JE: It’s no secret around here that I’ve long been a big fan of Stewart O’Nan. In his unassuming and workmanlike way, he may be the best American novelist of the past twenty years. Certainly, he’s the most underrated. I love his tiny apertures, his luminous details, and of course his range. Despite O’Nan’s obvious attention to craft, his writing never feels overworked.–it always serves the story,. He rarely draws attention to himself. I love that he’s not a show-off–because he could be if he wanted to. The bottom line is O’Nan doesn’t need to show off, because he knows the characters are the story, and he knows how to unfold them.

I loved “The Odds”.  Art is a great everyman. Marion is a great everywoman. Separately and together, they embody their times. They’re not quirky characters, not terribly unique or colorful in any way, but lordy are they fleshed out. Like all of O’Nan’s novels (that I’ve read), “The Odds” feels incredibly real. The story is a genuine human experience. As a reader, you really inhabit the characters. All of this is quite an accomplishment when you consider the plot could easily be fodder for a Hollywood romantic comedy, or even a TV sitcom. The whole story is a set-up. The entire scenario is convenient. But O’Nan, because of his attention to detail, because of his mastery of digression, because of his impeccable timing and pacing, and his excellent decision-making, can animate even the most wooden of characters or scenarios.

JR:  Art and Marion are victims of the American Dream, or should I say, victims of careful what you wish for.They have lost everything. Money, house, jobs, and their marriage. But what in this bag of sorrow did they really lose? No one held a gun to their heads and made them go down this way, building their own gilded cage by living on credit. Would it be so bad if they just walked away from each other? Art is more tragic than Marion because he believed that by being a good soldier for big business, that would somehow preserve his job. It did no such thing. Marion is also the victim of down sizing, but she seems more resigned than sad at the outcome of her life. Whats the out? Niagara Falls, Valentines Day, go to the casino and put it all on black.

Marion is the downer in this story, she knows the odds of winning and making a comeback. She and Art have decided to climb out the same way they dug themselves in, by risking everything on a silly mirage. I liked how O’Nan put us right in the mix, from the moment we meet this broken couple, cramped on a shitty bus, getting in an accident, like fate telling them, “you can’t get back what you never had”. Marion is tired all over, and Art still thinks there is hope to save their marriage which crumbled from no fault of their own. Money, debt and mortality drove a wedge between them, and nothing else can be blamed, not infidelity, loss of job, or an empty nest. Their shadows carry this weight, even at night.

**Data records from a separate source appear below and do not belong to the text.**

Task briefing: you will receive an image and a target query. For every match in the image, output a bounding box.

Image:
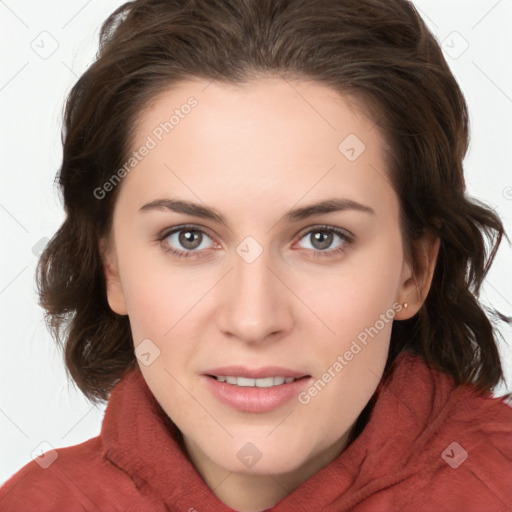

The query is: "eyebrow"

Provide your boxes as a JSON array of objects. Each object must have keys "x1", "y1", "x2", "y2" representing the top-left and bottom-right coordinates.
[{"x1": 139, "y1": 197, "x2": 375, "y2": 225}]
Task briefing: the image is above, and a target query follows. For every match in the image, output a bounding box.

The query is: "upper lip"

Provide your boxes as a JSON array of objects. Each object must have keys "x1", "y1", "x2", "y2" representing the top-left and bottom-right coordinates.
[{"x1": 203, "y1": 366, "x2": 309, "y2": 379}]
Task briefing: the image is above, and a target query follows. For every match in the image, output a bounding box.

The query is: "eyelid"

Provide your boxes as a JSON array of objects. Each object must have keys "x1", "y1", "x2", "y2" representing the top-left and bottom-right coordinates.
[
  {"x1": 295, "y1": 223, "x2": 354, "y2": 242},
  {"x1": 158, "y1": 224, "x2": 218, "y2": 243}
]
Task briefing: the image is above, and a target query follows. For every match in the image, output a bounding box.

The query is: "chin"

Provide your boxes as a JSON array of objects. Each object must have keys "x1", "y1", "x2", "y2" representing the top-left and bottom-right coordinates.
[{"x1": 202, "y1": 433, "x2": 325, "y2": 476}]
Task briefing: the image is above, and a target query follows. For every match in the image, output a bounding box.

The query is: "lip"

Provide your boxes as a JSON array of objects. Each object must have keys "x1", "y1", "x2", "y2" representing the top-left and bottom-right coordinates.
[
  {"x1": 201, "y1": 366, "x2": 312, "y2": 413},
  {"x1": 203, "y1": 366, "x2": 308, "y2": 379}
]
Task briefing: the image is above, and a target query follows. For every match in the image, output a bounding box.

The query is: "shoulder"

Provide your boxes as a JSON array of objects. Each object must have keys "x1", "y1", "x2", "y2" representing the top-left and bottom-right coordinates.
[
  {"x1": 0, "y1": 437, "x2": 100, "y2": 511},
  {"x1": 418, "y1": 388, "x2": 512, "y2": 510},
  {"x1": 0, "y1": 436, "x2": 161, "y2": 512},
  {"x1": 387, "y1": 353, "x2": 512, "y2": 509},
  {"x1": 441, "y1": 380, "x2": 512, "y2": 462}
]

There are minor moments of excitement in this little adventure, the night at the Heart concert, the food poisoning which seems to teach Marion a lesson. Art is wishing that he can get one last good time with his wife, and help her see the light. The real sad part of this story is that he wants a second chance to make the same mistake again. I loved the hotel they stayed in, O’Nan’s details on the food, carpet, and the tile on the floor of the bathroom, all seem like cast offs, but bring this tale into sharp focus. He also finds the most ridiculously small spots to put Art and Marion, and then stuff’s them in, just to see what will happen. O’Nan is telling you a lot with this tale, almost too much. Overall, what he is showing is that this couple isn’t special, and the only person on their side is fate, which has always been there, they just couldn’t see it.

DH: Stewart O’Nan is the only writer we all review. The Guys basically agree on nothing, except that Stewart O’Nan is a great writer. Consider the first sentence; I marked the words I liked: hounded, insolvency, stupidly, memory, infidelity, fled. Second sentence: (fled) like the slaves, Marion tells her sister, Celia. So by the second sentence O’Nan has named his two principals, Art and Marion Fowler and sister Celia, who serves as a foil for Marion.

Fowler is a great choice for a family name. The name in itself creates a tension, as in foul like…the most unhappy couple in George Cukor’s The Women is also named Fowler.

Art and Marion float through their marriage on a credit, both financial and emotional, that seems to be exhausted. There is the same poetic flow of short and long chapters that I noticed in Emily Alone. But in the center of the story is a longish chapter were Art gets downsized that could almost stand by itself. Art’s work friends, who each had offices on either side of him, are knocked off one after the other like wooden ducks before management finally comes with the muscle of a security guard to tell Art to leave. As Art walks through the company parking lot for the last time, it’s like he’s been ordered to leave the middle class.

Each chapter of The Odds is titled by quoting a probability. Art and Marion are knocked around their lives like a pair of dice hitting the craps table. This almost pristine perfect story ends at a roulette wheel where it is the reader who is being played. You feel a surge of joy as you sense O’Nan’s terrific narrative virtuosity cresting over. But I would have omitted the last line in the galley. It’s what I’d call the one-line-too-many syndrome. It’s when the writer, on an awesome roll, just can’t let go of the pen and feels a need to characterize the story. Let your readers figure it out for themselves, Mr. O’Nan.